RKUHAP di Ujung Tanduk: Ketika Disrupsi Informasi Mengubur Substansi Hukum

- Rabu, 19 November 2025 | 10:55 WIB
RKUHAP di Ujung Tanduk: Ketika Disrupsi Informasi Mengubur Substansi Hukum

RKUHAP dan Tantangan Literasi Hukum di Era Disrupsi Informasi

JAKARTA - Pengesahan Rancangan Kitab Undang-Undang Hukum Acara Pidana (RKUHAP) menjadi undang-undang menandai babak baru reformasi sistem peradilan Indonesia. Namun, gelombang diskusi publik justru lebih didominasi oleh narasi permukaan ketimbang pembahasan substantif mengenai terobosan doktrin hukum yang diusung.

Dalam ruang digital kontemporer, kritik berbasis akademik tercampur dengan kekhawatiran yang muncul dari pembacaan parsial terhadap pasal-pasal tertentu. Potongan teks tanpa konteks dengan mudah berubah menjadi narasi ancaman, sementara penjelasan normatif yang komprehensif justru tenggelam dalam hiruk-pikuk informasi.

"Velocity of Communication (VoCo) menjelaskan bagaimana percepatan arus informasi telah melampaui kapasitas verifikasi publik. Dalam kerangka ini, persepsi lebih sering dibentuk oleh cara penyebaran informasi daripada substansi kebijakan itu sendiri," tulis analis.

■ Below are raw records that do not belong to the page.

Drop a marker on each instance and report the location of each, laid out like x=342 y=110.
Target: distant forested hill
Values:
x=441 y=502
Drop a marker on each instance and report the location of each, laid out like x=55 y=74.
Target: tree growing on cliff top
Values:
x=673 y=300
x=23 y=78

Fenomena ini mengikuti pola velocity of communication (VoCo), di mana kecepatan penyebaran informasi mengalahkan kemampuan publik melakukan verifikasi dan analisis mendalam. Respons masyarakat terhadap RKUHAP menjadi contoh nyata bagaimana logika ini bekerja dalam praktik.

Pembaruan Substantif yang Terabaikan

Padahal, pembacaan komprehensif terhadap naskah RKUHAP justru mengungkap berbagai terobosan progresif. Kitab Hukum Acara Pidana warisan era transisi politik empat dekade silam dinilai telah kehilangan relevansi dengan perkembangan hukum modern.

"KUHAP lama mengandung banyak kelemahan struktural, mulai dari ambiguitas kewenangan penyidik, perlindungan hak tersangka yang lemah, hingga ketidaksesuaian dengan prinsip fair trial dan due process of law," jelas pakar hukum.

RKUHAP menawarkan koreksi fundamental melalui penguatan peran penasihat hukum sejak dini, mekanisme kontrol terhadap upaya paksa, standarisasi penahanan, dan revitalisasi lembaga praperadilan. Seluruhnya ditujukan untuk memperkuat perlindungan hak prosedural warga negara.